During today’s visit, LPA Truong review records and interviewed staff. It was learned that staff noticed R1 was having a change in condition a week prior to hospitalization. R1 would scream day and night causing disturbance to other residents and to the neighbors. When staff asked why R1 was screaming, R1 said, they don’t know. Staff stated R1 is unable to turn or move on their own and mentally not cooperating with staff. The facility refused to accept R1 back to the facility due to change in R1’s mental condition and R1 is determined to be bedridden. Staff believes R1 needs a higher level of care and the facility doesn't have a fire clearance to retain a bedridden resident.

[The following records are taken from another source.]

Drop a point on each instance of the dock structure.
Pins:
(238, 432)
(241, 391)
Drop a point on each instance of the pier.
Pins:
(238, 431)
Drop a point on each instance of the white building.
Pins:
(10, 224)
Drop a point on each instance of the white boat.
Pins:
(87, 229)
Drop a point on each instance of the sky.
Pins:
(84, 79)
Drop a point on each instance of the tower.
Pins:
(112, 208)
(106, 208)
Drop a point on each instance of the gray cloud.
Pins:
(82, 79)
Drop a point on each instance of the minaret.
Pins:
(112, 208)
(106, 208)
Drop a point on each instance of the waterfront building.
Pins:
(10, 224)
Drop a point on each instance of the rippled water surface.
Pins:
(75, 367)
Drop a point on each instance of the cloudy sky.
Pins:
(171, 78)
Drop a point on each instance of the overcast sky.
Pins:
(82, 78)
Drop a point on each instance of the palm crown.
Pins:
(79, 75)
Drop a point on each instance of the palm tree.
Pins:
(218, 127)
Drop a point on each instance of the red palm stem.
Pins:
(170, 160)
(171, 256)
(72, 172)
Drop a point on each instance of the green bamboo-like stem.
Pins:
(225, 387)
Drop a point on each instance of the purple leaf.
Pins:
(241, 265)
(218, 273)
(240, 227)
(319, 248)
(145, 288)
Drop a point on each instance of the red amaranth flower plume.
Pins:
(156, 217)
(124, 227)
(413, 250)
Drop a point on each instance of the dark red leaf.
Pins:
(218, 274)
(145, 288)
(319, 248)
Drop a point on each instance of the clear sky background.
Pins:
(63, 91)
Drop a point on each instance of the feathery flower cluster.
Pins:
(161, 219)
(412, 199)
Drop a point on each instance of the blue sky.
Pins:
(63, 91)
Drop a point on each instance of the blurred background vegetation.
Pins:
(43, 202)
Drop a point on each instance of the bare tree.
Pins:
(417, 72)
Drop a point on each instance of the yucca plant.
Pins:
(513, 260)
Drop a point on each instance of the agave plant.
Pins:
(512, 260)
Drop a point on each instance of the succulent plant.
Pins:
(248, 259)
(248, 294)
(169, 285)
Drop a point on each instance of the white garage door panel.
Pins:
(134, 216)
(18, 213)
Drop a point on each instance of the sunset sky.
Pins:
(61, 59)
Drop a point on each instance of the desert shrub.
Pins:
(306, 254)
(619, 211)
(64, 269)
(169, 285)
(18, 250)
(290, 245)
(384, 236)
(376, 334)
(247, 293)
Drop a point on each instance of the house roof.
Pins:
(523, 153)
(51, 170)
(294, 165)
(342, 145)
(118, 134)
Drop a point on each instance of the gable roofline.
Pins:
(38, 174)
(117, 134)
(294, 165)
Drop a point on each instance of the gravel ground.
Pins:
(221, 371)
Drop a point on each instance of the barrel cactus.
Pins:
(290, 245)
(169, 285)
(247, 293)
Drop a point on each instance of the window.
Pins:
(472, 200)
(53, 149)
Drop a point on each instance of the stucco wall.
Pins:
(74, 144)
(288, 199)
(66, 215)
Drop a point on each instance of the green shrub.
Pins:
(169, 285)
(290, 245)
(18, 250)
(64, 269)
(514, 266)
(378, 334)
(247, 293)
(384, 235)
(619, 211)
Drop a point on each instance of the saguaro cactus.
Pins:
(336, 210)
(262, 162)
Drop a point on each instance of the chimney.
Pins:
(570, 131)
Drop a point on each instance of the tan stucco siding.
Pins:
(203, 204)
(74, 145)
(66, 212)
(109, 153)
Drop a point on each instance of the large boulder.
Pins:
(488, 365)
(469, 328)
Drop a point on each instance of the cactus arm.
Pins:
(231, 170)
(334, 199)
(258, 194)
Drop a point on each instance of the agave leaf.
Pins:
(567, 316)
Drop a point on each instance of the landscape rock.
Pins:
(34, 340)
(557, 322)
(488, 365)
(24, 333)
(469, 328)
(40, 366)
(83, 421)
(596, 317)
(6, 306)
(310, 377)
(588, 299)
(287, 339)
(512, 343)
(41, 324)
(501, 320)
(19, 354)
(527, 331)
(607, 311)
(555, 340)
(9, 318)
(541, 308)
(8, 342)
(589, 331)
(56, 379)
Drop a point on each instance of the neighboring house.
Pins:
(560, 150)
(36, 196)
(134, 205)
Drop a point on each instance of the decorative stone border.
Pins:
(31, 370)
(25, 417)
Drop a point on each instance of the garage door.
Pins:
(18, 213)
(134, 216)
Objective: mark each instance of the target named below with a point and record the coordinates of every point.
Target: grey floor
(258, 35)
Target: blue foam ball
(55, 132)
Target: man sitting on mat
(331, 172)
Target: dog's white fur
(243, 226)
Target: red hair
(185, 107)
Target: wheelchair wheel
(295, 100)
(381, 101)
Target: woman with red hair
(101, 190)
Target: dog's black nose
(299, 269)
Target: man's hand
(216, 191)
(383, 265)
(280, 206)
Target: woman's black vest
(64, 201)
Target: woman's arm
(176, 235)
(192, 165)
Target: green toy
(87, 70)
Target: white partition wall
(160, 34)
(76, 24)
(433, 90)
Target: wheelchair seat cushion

No deficiencies were cited during today’s visit pursuant to Title 22 rules and regulations, Health and Safety Codes. Exit interview conducted and a copy of this report was left at the facility.
SUPERVISORS NAME: Czarrina A Camilon-Lee
LICENSING EVALUATOR NAME: Tung Truong
LICENSING EVALUATOR SIGNATURE: DATE: 06/13/2024
I acknowledge receipt of this form and understand my licensing appeal rights as explained and received.
FACILITY REPRESENTATIVE SIGNATURE: DATE: 06/13/2024
This report must be available at Child Care and Group Home facilities for public review for 3 years.